Oberacher Herbert
Institute of Legal Medicine, Innsbruck Medical University, Innsbruck, Austria.
Eur J Mass Spectrom (Chichester). 2010;16(3):351-65. doi: 10.1255/ejms.1045.
Nucleic acids research is a highly competitive field of research. A number of well established methods are available. The current output of high throughput ("next generation") sequencing technologies is impressive, and still technologies are continuing to make progress regarding read lengths, bp per second, accuracy and costs. Although in the 1990s MS was considered as an analytical platform for sequencing, it was soon realized that MS will never be competitive. Thus, the focus shifted from de novo sequencing towards other areas of application where MS has proven to be a powerful analytical tool. Potential niches for the application of MS in nucleic acids research include genotyping of genetic markers (single nucleotide polymorphisms, short tandem repeats, and combinations thereof), quality control of synthetic oligonucleotides, metabolic profiling of therapeutics, characterization of modified nucleobases in DNA and RNA molecules, and the study of non covalent interactions among nucleic acids as well as interactions of nucleic acids with drugs and proteins. The diversity of possible applications for MS highlights its significance for nucleic acid research.
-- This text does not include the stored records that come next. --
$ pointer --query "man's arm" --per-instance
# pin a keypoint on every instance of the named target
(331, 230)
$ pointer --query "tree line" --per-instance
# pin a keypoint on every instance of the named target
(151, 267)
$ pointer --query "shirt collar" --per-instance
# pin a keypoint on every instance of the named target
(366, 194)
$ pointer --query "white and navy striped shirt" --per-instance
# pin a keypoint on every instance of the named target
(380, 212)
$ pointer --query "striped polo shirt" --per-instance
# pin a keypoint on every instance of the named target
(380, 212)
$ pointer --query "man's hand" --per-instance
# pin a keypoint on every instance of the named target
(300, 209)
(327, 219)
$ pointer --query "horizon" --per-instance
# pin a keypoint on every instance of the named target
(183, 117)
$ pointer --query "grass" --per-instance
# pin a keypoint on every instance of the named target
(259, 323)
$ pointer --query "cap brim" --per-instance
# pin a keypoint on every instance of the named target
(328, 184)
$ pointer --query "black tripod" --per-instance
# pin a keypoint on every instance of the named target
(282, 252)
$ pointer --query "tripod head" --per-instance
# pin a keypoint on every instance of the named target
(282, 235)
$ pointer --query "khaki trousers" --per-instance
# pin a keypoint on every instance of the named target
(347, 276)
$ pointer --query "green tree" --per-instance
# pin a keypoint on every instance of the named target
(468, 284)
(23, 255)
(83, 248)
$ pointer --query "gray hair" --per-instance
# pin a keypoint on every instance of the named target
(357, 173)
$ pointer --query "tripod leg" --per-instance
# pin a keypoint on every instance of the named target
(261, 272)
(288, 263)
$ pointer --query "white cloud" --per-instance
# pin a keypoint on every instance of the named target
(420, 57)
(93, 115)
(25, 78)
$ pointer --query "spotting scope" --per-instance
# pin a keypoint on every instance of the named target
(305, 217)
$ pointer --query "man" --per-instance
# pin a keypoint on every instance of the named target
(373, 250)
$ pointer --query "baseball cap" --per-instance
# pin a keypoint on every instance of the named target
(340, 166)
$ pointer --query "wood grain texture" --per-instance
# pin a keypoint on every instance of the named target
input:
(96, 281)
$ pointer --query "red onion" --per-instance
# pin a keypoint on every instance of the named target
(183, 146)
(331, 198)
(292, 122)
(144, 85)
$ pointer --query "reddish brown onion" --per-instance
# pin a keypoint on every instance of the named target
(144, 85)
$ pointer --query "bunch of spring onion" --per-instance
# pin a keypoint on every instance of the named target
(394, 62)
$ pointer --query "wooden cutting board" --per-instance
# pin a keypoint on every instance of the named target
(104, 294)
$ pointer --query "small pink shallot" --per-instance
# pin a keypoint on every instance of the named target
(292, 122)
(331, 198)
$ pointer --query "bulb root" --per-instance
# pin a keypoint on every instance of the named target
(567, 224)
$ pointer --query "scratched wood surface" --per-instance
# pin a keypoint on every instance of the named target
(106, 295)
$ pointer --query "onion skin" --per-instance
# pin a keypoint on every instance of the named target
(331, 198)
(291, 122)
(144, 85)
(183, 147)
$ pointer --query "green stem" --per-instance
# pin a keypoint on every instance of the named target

核酸研究是一个竞争激烈的研究领域。有许多成熟的方法可供使用。当前高通量(“下一代”)测序技术的产出令人印象深刻,并且在读取长度、每秒碱基对数、准确性和成本方面仍在不断取得进展。尽管在20世纪90年代质谱被视为一种测序分析平台,但很快人们就意识到质谱永远不会具有竞争力。因此,重点从从头测序转向了其他应用领域,在这些领域质谱已被证明是一种强大的分析工具。质谱在核酸研究中的潜在应用领域包括遗传标记的基因分型(单核苷酸多态性、短串联重复序列及其组合)、合成寡核苷酸的质量控制、治疗药物的代谢谱分析、DNA和RNA分子中修饰核苷酸碱基的表征,以及核酸之间非共价相互作用以及核酸与药物和蛋白质相互作用的研究。质谱可能的应用多样性凸显了其在核酸研究中的重要性。